Dalam Perjanjian Salatiga pada 17 Maret 1757 tersebut juga dibahas kedudukan, pangkat, dan penghasilan Mas Said. Dia diangkat sebagai Pangeran Miji yang kedudukannya di bawah Sunan Pakubuwana III. Dia memakai gelar Pangeran Adipati Mangkunegara I (memerintah 1757-1795).
Dia mendapat tanah 4.000 cacah dari Pakubuwana III, tetapi tidak memperoleh apa-apa dari Hamengkubuwono I. Daerah kekuasaannya terletak di Keduwang, Laroh, Matesih, dan Gunung Kidul. Wilayah itu berada di sekitar Surakarta tenggara dan sebagian lagi di timur Yogyakarta.
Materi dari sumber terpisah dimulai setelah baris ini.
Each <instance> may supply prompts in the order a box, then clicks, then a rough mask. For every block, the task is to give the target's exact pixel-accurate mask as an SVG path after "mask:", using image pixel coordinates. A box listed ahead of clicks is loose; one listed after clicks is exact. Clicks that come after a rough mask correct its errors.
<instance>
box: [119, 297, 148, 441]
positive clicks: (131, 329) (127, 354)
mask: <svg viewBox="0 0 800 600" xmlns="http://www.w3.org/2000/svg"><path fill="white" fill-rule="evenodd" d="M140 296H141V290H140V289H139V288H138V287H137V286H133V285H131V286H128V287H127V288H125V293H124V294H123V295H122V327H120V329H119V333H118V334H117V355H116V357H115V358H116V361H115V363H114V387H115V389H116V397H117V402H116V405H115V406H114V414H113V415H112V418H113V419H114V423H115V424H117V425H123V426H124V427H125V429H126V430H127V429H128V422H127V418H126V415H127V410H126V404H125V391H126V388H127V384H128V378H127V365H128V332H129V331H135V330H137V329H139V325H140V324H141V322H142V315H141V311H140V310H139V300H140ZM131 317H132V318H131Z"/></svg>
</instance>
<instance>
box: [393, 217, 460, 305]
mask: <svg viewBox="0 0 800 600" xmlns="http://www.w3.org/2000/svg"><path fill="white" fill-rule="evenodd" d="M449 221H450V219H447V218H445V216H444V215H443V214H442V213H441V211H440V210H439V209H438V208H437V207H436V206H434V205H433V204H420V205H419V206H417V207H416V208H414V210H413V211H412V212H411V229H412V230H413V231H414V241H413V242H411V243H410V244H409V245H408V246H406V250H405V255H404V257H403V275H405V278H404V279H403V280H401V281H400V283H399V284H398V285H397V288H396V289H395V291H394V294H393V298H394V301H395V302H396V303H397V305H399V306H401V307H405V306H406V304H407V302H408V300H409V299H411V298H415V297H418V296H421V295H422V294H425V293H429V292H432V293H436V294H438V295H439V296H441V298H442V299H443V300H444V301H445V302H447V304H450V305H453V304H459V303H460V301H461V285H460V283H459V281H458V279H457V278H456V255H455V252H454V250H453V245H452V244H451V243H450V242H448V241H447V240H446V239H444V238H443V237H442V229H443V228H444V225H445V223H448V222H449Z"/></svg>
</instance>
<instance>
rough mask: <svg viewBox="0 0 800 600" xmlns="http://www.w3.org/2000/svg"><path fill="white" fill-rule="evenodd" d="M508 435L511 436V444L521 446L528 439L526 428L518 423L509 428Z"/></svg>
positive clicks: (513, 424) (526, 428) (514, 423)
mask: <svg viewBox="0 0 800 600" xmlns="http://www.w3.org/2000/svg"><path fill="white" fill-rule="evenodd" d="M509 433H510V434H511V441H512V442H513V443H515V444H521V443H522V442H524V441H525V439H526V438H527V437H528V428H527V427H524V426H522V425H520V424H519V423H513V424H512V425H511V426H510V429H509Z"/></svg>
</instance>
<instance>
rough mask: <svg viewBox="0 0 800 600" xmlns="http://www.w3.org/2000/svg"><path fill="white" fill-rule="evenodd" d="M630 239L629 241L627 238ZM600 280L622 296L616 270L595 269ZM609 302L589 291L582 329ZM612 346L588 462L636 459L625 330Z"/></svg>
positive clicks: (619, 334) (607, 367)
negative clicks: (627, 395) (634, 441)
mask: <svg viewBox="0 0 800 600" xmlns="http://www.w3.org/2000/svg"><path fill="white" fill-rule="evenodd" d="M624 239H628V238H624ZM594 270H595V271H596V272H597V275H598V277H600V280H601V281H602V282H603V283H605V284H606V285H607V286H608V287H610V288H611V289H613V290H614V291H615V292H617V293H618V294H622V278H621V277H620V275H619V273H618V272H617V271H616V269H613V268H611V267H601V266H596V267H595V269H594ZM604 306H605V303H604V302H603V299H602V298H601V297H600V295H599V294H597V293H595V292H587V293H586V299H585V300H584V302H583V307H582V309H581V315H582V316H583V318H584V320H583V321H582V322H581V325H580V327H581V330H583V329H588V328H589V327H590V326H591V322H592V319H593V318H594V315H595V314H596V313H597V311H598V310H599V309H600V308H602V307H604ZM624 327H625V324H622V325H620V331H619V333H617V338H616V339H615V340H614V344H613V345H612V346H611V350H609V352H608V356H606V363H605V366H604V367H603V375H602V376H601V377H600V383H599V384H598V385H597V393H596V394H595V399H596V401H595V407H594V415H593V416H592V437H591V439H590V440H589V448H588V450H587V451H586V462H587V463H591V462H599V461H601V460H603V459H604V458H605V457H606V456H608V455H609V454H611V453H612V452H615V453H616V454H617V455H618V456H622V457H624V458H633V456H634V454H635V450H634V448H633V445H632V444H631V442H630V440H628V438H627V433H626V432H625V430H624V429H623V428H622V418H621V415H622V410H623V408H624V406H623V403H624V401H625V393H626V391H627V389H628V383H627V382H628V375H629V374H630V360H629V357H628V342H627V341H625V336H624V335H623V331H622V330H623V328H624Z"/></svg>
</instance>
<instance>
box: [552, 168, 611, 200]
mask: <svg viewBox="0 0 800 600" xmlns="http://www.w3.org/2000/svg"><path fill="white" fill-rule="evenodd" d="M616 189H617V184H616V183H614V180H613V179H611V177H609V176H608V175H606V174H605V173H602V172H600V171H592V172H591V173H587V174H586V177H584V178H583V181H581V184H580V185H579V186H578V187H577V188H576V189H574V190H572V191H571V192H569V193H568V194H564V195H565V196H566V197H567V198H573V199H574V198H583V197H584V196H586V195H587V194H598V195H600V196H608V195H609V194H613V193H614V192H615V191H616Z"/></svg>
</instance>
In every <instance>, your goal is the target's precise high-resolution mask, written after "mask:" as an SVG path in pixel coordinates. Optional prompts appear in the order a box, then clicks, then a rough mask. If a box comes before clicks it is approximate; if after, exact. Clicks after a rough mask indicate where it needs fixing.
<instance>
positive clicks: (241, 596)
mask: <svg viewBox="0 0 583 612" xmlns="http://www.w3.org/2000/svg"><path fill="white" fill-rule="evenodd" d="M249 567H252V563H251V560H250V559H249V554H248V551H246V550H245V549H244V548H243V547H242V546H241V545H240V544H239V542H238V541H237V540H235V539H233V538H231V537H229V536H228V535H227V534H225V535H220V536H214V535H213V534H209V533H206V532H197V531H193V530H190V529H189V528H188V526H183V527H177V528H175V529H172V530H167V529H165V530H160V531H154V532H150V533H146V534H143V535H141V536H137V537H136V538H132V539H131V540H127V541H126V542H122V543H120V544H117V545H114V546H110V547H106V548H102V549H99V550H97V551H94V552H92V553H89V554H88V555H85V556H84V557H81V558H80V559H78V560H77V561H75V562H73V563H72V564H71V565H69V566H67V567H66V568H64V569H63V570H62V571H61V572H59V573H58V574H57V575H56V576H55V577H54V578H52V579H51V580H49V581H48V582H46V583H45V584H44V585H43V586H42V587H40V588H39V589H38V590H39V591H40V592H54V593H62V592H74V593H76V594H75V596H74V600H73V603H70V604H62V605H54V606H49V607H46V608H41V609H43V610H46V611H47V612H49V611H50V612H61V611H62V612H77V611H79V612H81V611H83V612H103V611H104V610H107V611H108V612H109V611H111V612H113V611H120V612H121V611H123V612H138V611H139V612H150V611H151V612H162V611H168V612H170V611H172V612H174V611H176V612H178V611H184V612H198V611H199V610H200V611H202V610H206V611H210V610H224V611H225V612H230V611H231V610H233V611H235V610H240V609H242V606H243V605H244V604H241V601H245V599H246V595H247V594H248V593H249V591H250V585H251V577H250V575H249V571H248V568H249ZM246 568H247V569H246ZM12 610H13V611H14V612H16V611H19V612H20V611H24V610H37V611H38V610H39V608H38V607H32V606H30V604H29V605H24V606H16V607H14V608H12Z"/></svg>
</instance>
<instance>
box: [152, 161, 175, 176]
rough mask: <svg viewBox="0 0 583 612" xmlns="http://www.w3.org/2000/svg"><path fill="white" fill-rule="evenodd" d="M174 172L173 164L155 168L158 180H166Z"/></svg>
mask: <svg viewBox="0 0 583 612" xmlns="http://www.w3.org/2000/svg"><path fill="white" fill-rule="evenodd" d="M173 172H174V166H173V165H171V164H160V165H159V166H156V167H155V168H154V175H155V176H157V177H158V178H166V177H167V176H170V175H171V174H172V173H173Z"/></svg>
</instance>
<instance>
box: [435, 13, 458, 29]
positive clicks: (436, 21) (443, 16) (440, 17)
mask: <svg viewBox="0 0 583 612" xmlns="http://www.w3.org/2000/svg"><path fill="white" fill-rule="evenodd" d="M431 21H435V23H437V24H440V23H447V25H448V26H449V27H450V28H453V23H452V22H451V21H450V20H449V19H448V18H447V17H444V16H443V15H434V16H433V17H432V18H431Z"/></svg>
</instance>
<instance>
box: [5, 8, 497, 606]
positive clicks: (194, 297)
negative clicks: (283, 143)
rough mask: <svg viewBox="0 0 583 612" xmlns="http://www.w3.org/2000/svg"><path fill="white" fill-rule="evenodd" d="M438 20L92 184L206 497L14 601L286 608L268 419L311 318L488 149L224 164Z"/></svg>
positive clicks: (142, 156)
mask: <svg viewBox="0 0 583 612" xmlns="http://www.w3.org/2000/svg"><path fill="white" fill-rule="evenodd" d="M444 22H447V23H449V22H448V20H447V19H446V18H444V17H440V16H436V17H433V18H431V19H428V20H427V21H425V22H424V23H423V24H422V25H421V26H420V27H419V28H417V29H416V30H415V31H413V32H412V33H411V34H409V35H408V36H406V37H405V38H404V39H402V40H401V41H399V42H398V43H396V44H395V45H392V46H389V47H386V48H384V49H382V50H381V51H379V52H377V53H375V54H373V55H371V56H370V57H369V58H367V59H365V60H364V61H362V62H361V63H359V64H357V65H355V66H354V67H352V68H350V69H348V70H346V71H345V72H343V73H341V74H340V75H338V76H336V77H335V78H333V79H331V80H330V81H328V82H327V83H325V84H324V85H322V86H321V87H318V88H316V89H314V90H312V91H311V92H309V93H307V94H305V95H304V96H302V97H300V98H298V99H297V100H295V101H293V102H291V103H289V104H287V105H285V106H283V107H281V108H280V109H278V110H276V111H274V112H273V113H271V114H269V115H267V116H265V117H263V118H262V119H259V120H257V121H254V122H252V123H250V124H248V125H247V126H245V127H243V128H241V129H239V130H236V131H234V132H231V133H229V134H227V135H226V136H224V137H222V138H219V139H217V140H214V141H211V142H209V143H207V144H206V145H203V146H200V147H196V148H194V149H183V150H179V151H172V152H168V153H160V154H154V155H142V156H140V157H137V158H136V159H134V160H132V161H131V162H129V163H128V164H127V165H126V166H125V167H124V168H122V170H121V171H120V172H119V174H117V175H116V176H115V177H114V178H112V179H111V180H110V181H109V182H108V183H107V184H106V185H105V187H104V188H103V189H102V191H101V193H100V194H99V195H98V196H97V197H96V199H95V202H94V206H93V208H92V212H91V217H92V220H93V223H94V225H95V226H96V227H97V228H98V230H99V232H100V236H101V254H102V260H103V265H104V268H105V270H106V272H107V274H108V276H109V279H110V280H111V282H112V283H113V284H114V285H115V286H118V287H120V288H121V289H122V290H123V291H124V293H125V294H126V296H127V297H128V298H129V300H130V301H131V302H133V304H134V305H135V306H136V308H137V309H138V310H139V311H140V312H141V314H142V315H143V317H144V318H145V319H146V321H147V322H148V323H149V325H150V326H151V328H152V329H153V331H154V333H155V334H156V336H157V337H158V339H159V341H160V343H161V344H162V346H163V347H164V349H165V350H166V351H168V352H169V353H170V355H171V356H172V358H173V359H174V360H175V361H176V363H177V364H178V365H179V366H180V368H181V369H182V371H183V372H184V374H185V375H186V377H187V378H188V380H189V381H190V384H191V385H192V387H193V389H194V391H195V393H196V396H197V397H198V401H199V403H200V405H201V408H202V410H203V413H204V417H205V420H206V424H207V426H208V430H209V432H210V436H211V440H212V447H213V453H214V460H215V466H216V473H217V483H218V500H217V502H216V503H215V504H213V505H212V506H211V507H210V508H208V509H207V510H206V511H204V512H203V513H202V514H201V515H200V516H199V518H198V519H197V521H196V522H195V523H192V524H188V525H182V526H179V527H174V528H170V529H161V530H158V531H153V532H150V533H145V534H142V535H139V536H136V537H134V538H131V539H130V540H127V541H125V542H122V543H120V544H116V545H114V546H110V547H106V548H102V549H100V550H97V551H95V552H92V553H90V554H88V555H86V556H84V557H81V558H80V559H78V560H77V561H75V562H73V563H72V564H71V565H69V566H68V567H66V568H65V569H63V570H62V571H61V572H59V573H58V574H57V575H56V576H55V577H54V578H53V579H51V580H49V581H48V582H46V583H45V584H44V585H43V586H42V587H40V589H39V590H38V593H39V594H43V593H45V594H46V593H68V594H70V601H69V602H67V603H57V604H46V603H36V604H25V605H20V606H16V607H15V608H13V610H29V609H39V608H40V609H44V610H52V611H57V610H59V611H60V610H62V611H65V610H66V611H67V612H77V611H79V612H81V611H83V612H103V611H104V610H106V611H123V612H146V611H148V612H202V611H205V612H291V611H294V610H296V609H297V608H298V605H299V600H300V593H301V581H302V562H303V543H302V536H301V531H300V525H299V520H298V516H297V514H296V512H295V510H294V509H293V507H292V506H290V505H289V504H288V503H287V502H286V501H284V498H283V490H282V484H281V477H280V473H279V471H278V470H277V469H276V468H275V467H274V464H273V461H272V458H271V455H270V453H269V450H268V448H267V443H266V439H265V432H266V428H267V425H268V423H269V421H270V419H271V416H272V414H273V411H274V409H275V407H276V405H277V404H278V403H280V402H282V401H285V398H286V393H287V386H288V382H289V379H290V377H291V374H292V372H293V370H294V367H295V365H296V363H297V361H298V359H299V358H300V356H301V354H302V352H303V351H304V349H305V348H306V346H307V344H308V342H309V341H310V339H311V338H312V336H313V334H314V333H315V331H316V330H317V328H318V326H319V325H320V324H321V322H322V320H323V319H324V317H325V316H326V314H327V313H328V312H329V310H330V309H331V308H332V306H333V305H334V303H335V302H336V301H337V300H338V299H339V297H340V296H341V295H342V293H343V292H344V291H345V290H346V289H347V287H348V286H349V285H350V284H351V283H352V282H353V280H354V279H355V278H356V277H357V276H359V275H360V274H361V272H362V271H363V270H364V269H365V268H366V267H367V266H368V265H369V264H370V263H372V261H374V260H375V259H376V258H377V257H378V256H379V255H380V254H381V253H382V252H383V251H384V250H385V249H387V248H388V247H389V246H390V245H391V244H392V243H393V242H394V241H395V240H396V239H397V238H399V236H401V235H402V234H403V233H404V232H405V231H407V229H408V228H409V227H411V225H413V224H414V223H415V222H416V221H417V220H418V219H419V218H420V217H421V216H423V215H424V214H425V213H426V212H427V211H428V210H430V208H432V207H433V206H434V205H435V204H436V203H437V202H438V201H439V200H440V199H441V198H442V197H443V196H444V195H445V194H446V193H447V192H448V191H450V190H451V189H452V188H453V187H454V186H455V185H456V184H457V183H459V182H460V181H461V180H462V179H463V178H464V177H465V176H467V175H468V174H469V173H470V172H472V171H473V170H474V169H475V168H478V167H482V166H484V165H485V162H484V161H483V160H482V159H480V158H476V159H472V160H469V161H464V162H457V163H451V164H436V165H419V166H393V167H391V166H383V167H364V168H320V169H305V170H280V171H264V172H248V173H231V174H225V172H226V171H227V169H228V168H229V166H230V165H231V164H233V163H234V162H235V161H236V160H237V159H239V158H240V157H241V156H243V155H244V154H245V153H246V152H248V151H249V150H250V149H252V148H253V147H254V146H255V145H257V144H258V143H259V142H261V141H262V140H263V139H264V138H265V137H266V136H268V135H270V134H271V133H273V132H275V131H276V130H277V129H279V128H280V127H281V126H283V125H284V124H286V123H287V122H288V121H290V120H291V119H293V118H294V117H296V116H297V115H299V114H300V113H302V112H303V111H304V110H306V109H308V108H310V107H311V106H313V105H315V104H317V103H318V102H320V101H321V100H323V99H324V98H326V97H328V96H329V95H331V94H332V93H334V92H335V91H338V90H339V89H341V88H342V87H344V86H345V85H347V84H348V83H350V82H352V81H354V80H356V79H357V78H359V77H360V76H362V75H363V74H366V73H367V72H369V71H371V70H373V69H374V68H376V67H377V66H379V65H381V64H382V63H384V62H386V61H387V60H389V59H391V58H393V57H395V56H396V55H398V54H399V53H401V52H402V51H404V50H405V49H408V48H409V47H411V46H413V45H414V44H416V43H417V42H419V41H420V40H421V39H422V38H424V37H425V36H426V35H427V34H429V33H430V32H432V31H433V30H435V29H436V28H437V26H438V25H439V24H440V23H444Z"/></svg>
Baca juga: Tarian perang Pangeran Samber Nyawa
“Setelah peperangan tidak lagi menjadi satu-satunya cara untuk mempersatukan kembali kerajaan, maka Sultan Hamengkubuwono I, Pangeran Mangkunegara I, dan Susuhunan Pakubuwana III kini lebih banyak terlibat permainan diplomasi perkawinan yang rumit,” tulis Ricklefs.
Putra tertua Mangkunegara I menikahi putri sulung Pakubuwana III. Namun, Mangkunegara I membeci Hamengkubuwana I sampai akhir hayat karena yakin mertuanya itu memaksa putrinya untuk bercerai.
Mangkunegara I meninggal pada 12 Desember 1795 di usia 70 tahun. Dia ditetapkan sebagai Pahlawan Nasional pada 1988 karena dianggap berjasa melawan VOC.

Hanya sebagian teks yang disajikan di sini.